I mean, you can’t even leave your house anymore without fear of being assaulted, robbed, or worse.
If you don’t believe me, just turn on the teevee news. I dare you. Chances are there’s a pretty girl missing … somewhere. There’s likely also an unexplained (at least to us) home invasion of some sort that just happened (BREAKING NOW!) in a town we heard of once. Maybe we drove past the exit on that trip to the national park.
And the murders. No matter what city broadcasts your news, I am betting murders are way up. If they’re not, it’s only because somebody forgot to count the killings in the outlying counties, which only goes to prove that we live in very dangerous times.
I have told this story before, but several years ago, when I was new parent, a very kind and well meaning woman urgently offered me a newspaper clipping that listed the 10 Things In Your House That Are Most Likely To Choke Your Child.
It’s important to note that this was in a room filled with other relatively new parents and that I, as the recent arrival, had missed a good deal of the preliminary discussion.
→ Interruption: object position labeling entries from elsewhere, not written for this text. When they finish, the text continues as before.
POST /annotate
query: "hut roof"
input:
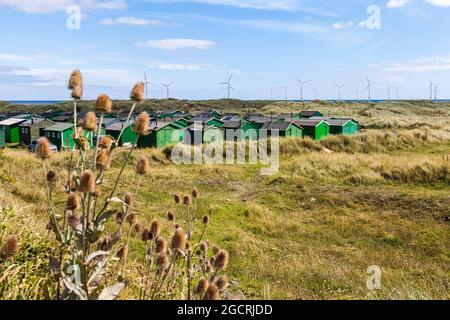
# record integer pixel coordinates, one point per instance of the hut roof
(309, 123)
(60, 127)
(11, 121)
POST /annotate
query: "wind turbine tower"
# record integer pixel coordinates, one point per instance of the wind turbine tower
(369, 88)
(167, 88)
(228, 86)
(146, 85)
(302, 83)
(339, 86)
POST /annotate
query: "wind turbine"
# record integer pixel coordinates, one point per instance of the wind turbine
(146, 85)
(285, 88)
(316, 90)
(339, 86)
(389, 91)
(302, 83)
(357, 94)
(168, 88)
(369, 87)
(228, 86)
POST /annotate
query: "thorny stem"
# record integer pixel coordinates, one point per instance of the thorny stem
(94, 161)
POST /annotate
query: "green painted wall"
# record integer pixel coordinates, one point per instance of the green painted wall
(2, 137)
(129, 136)
(294, 132)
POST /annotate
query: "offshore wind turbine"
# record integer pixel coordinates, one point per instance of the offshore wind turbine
(285, 88)
(228, 86)
(316, 90)
(369, 87)
(302, 83)
(388, 91)
(168, 88)
(146, 83)
(339, 86)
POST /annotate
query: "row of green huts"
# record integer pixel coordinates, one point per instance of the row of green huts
(171, 127)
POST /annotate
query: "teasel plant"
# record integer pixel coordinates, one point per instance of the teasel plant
(83, 256)
(186, 267)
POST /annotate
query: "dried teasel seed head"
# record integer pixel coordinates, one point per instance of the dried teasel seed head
(187, 200)
(51, 176)
(202, 286)
(179, 240)
(143, 166)
(10, 248)
(155, 228)
(162, 261)
(212, 293)
(222, 282)
(106, 142)
(76, 79)
(98, 192)
(77, 92)
(132, 218)
(103, 104)
(73, 221)
(195, 193)
(90, 121)
(123, 251)
(221, 260)
(170, 215)
(161, 245)
(87, 182)
(141, 124)
(145, 233)
(43, 150)
(138, 227)
(203, 246)
(129, 199)
(103, 158)
(73, 202)
(137, 93)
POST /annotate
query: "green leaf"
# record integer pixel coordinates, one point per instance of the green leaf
(112, 292)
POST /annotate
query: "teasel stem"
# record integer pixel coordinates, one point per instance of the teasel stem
(126, 122)
(94, 162)
(125, 258)
(149, 268)
(75, 117)
(113, 191)
(160, 283)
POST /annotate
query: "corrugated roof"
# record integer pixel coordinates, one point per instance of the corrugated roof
(61, 126)
(11, 121)
(309, 123)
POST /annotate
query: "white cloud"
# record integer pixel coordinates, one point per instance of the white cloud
(175, 44)
(439, 3)
(343, 25)
(134, 21)
(285, 26)
(426, 64)
(13, 57)
(48, 6)
(397, 3)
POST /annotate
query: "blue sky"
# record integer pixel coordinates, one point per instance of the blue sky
(197, 44)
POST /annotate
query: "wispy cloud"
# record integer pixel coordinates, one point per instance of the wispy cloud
(397, 3)
(48, 6)
(129, 20)
(176, 44)
(425, 64)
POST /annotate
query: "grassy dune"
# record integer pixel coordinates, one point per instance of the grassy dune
(311, 231)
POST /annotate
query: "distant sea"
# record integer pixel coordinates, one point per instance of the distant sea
(33, 102)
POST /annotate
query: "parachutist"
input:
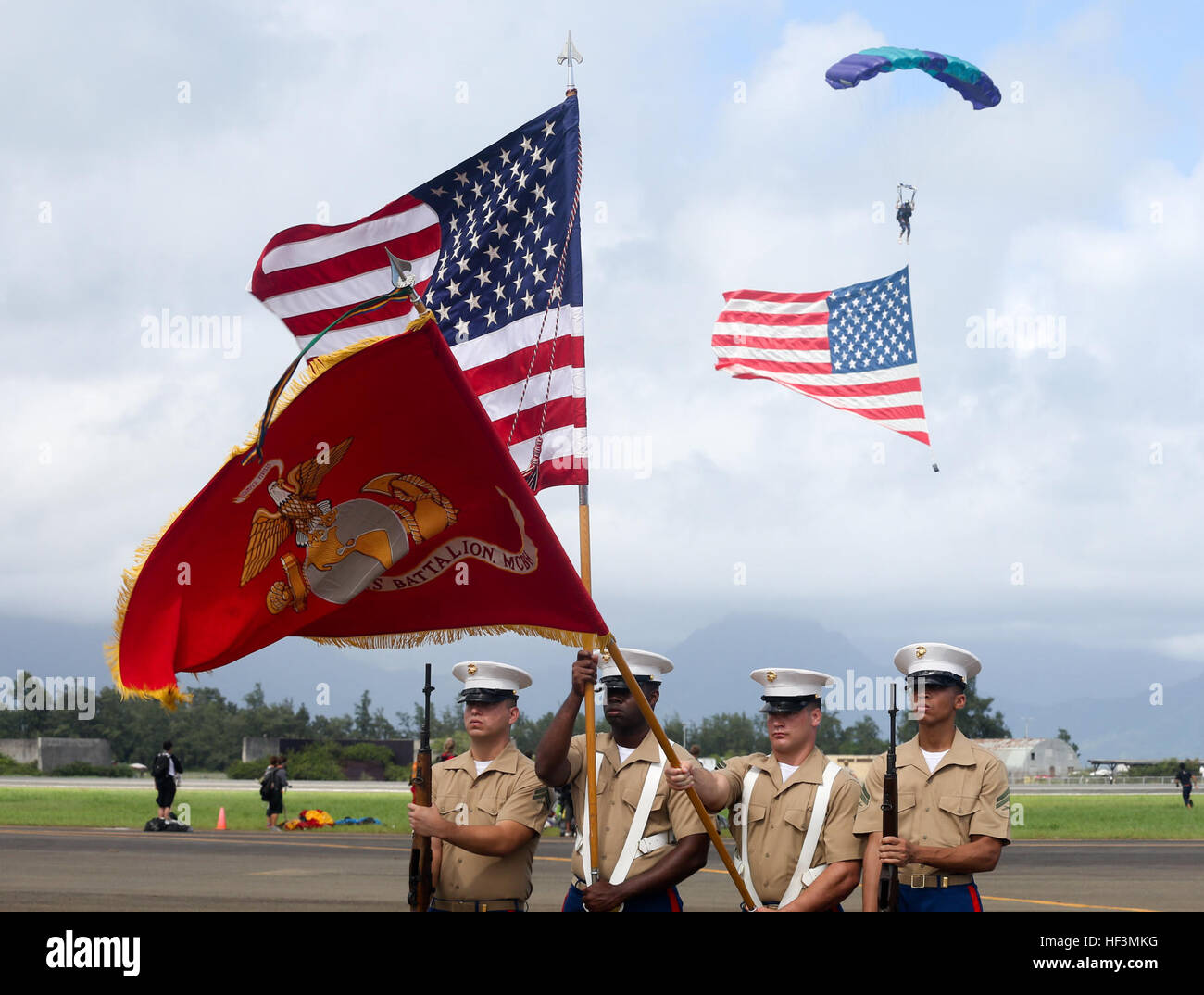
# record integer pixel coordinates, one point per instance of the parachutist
(903, 208)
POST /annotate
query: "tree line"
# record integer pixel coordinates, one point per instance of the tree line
(209, 729)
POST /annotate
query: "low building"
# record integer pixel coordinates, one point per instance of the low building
(53, 752)
(1030, 758)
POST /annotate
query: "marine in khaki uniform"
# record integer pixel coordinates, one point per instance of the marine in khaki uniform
(488, 806)
(649, 838)
(779, 798)
(954, 800)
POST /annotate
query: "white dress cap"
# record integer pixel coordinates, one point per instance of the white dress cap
(791, 683)
(649, 666)
(488, 676)
(937, 659)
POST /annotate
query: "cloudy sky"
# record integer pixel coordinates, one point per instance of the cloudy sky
(149, 153)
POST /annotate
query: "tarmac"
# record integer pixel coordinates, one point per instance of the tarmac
(104, 870)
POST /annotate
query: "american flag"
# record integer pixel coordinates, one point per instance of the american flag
(495, 242)
(853, 348)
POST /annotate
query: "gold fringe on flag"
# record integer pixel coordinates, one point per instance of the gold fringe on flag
(444, 636)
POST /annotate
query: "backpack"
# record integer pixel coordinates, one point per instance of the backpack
(268, 786)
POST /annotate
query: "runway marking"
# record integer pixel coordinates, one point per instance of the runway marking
(1068, 905)
(270, 841)
(1139, 843)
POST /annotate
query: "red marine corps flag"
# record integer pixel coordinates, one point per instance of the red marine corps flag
(385, 512)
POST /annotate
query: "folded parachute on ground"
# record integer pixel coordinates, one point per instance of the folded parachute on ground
(958, 73)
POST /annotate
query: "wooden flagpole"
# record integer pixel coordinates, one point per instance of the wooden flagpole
(667, 747)
(591, 771)
(570, 56)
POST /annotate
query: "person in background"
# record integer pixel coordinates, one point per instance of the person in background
(167, 771)
(1186, 781)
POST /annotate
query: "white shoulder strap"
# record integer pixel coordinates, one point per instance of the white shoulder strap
(643, 810)
(742, 863)
(805, 874)
(583, 825)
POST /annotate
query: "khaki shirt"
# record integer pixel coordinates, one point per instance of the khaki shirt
(778, 815)
(967, 795)
(619, 788)
(507, 790)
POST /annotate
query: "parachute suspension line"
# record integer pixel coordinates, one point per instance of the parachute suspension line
(533, 472)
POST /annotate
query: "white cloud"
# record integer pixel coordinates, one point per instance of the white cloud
(1042, 206)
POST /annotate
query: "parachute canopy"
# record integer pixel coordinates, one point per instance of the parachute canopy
(962, 76)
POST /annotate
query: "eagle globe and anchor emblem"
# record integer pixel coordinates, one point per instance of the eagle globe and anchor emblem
(347, 546)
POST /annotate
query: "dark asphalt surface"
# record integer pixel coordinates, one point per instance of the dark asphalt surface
(83, 870)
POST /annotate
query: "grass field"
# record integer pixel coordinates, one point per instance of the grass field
(119, 807)
(1106, 817)
(1044, 817)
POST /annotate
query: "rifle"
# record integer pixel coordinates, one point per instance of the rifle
(887, 874)
(420, 883)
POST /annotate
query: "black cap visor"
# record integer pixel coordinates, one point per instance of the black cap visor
(485, 695)
(934, 678)
(794, 703)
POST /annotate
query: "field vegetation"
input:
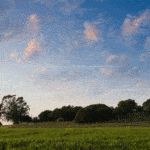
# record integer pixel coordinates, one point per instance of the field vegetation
(74, 136)
(94, 127)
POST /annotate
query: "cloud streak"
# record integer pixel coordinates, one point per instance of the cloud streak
(90, 32)
(32, 48)
(132, 26)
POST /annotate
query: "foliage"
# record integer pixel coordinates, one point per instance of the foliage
(94, 113)
(68, 113)
(14, 109)
(60, 119)
(46, 116)
(35, 119)
(146, 106)
(125, 107)
(56, 113)
(26, 118)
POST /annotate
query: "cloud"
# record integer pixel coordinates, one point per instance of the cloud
(120, 67)
(145, 56)
(114, 60)
(19, 61)
(90, 32)
(32, 25)
(41, 70)
(12, 55)
(107, 71)
(132, 25)
(32, 48)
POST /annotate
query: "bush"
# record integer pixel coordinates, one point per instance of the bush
(60, 119)
(94, 113)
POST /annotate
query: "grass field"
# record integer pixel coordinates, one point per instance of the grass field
(72, 136)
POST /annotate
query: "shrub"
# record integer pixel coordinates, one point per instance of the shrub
(60, 119)
(94, 113)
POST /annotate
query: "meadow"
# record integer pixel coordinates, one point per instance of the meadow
(73, 136)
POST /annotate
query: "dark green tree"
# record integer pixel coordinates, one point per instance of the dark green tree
(26, 118)
(36, 119)
(13, 109)
(56, 113)
(46, 116)
(146, 106)
(94, 113)
(126, 107)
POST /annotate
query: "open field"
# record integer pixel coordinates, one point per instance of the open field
(71, 136)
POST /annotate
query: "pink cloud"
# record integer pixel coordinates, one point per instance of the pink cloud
(32, 25)
(107, 71)
(116, 60)
(12, 55)
(19, 61)
(41, 70)
(32, 48)
(131, 26)
(90, 32)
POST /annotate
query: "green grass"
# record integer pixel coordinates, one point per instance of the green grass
(71, 136)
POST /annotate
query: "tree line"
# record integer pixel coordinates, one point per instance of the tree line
(17, 111)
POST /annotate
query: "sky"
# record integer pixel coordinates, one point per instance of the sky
(56, 53)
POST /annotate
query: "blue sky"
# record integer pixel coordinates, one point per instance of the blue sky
(74, 52)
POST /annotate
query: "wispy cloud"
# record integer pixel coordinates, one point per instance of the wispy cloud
(41, 70)
(32, 25)
(132, 24)
(32, 48)
(19, 61)
(107, 71)
(116, 60)
(12, 55)
(90, 32)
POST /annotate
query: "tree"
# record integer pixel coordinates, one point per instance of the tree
(26, 118)
(146, 106)
(45, 116)
(13, 109)
(94, 113)
(56, 114)
(36, 119)
(126, 107)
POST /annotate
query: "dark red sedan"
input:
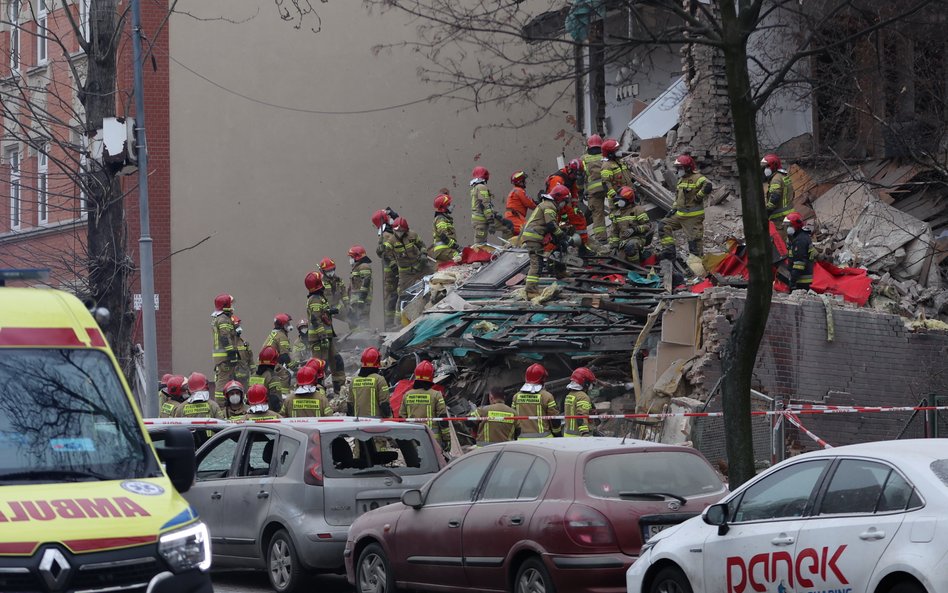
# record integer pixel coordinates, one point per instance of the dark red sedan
(531, 516)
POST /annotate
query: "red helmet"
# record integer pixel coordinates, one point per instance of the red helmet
(269, 355)
(197, 382)
(357, 252)
(314, 281)
(536, 374)
(371, 358)
(770, 161)
(306, 376)
(223, 302)
(560, 193)
(257, 395)
(583, 376)
(685, 162)
(234, 386)
(609, 147)
(442, 201)
(424, 372)
(480, 173)
(795, 220)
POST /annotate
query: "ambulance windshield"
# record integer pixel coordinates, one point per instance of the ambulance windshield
(64, 417)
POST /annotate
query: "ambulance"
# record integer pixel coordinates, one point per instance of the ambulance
(86, 504)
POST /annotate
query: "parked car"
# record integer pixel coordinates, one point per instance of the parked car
(531, 516)
(281, 497)
(860, 518)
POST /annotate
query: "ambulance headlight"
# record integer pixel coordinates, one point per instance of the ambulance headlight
(186, 548)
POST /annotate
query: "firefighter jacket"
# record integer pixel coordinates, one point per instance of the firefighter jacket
(615, 174)
(801, 259)
(689, 197)
(577, 403)
(539, 403)
(592, 164)
(542, 222)
(226, 339)
(496, 424)
(307, 405)
(367, 394)
(629, 223)
(518, 204)
(360, 283)
(778, 196)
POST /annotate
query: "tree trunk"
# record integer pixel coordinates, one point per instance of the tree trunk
(740, 352)
(109, 264)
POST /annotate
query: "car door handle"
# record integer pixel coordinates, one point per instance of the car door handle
(872, 534)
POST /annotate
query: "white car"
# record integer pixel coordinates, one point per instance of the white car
(856, 519)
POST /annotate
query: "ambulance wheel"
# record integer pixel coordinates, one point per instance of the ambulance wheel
(670, 580)
(283, 564)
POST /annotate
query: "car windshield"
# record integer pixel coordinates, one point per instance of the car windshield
(64, 416)
(671, 473)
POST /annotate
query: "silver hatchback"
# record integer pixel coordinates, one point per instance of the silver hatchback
(281, 497)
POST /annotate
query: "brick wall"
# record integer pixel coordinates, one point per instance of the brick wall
(872, 361)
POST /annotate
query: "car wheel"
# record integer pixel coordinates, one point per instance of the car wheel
(670, 580)
(533, 577)
(373, 572)
(283, 565)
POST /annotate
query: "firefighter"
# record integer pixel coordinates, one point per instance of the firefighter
(226, 356)
(577, 403)
(360, 288)
(369, 393)
(778, 192)
(445, 242)
(534, 400)
(383, 219)
(631, 229)
(687, 210)
(495, 423)
(309, 400)
(483, 217)
(542, 224)
(258, 407)
(266, 376)
(200, 404)
(177, 390)
(424, 402)
(518, 203)
(801, 253)
(594, 189)
(279, 339)
(234, 400)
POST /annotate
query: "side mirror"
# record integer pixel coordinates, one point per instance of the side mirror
(413, 499)
(178, 456)
(716, 514)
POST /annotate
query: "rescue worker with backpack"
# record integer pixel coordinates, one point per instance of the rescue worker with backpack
(369, 391)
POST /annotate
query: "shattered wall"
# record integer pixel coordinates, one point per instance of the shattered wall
(872, 360)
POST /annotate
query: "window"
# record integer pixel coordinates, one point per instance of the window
(459, 481)
(42, 183)
(782, 494)
(41, 32)
(13, 158)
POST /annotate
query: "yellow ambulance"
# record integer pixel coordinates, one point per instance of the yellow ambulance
(85, 503)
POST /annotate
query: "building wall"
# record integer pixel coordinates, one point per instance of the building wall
(262, 193)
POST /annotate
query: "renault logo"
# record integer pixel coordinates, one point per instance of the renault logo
(55, 569)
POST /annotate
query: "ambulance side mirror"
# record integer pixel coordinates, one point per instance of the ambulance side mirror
(716, 514)
(178, 456)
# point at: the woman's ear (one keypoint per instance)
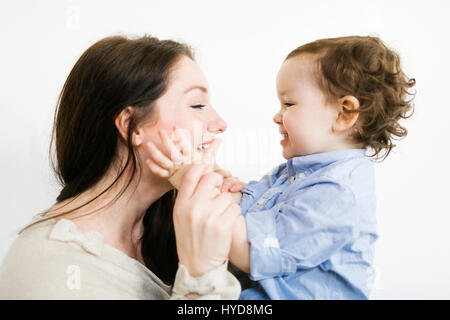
(346, 120)
(122, 123)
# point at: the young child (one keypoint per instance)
(308, 228)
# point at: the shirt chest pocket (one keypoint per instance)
(267, 200)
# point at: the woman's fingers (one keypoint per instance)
(185, 143)
(170, 149)
(158, 157)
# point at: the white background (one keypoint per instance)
(240, 45)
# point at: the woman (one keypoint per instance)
(111, 234)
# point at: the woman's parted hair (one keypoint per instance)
(112, 74)
(367, 69)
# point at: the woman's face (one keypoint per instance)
(185, 105)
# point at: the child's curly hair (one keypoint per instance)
(367, 69)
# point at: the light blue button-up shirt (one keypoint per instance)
(311, 227)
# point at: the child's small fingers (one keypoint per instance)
(224, 173)
(210, 154)
(185, 143)
(157, 169)
(159, 158)
(237, 186)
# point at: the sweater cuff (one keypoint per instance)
(217, 284)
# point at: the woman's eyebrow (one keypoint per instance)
(205, 90)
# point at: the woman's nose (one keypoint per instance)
(217, 124)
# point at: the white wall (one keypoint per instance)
(240, 45)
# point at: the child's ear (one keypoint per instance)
(345, 119)
(122, 123)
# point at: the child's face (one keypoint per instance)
(305, 119)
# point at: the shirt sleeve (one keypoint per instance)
(254, 189)
(301, 232)
(217, 284)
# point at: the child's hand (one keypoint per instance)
(177, 155)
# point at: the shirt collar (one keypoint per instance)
(312, 162)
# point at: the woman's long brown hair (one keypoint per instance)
(112, 74)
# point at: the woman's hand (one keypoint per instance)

Several already had sworn to themselves and their peers that all grapes would be halved, all hot dogs would be sliced on the vertical axis, and – it goes without saying – all jellybeans shall be kept out of the reach of small children.
The article was written by a GA reporter for one of the top 100s and had been picked up by a wire service. It included all the relevant quotes: a mom, a pediatrician, an emergency medicine nurse. [Clearly some PR person hit the mother lode of the FEAR!1! narrative.]
So when I casually thanked by volunteer benefactor, I was met with a certain amount of disdain.
“Look,” I said as nicely as I am able when confronted while not seeking confrontation. “If we all agree to eliminate all 10 from our homes, there still will be a Top Ten. Eventually we’ll be sitting in empty rooms with rounded corners and padded floors.”
Generally your state of last residence picks up the tab for that kind of accommodation.
Fear is a dominant narrative.
So I was encouraged last year when Lenore Skenazy, a syndicated columnist writing in New York, described how she had challenged her 9-year-old son to find his way through the wilds of Manhattan using public transportation. Still, I saw it coming.
She was pilloried in LTEs and by commenters on the newspaper sites where her column appeared. It was clear to one and all that she was a very bad, bad mother who had put her child at risk to advance her own agenda, lifestyle, whatever. The recurring theme in many of these responses was that no matter the author’s experience as a child a generation ago, things are much different now.
We do, of course, live in very dangerous times.
Thankfully, Ms. Skenazy, whom I do not know, has refused to yield. In her new book Free Range Kids she breaks down not only the philosophy of raising children who become adults capable of taking care of themselves, but she uses real numbers to do it.
Do we really have to worry about the bogey man 24/7? Or, can we accept that when more of us go to that park because we’re not afraid, there is by definition less to be afraid of?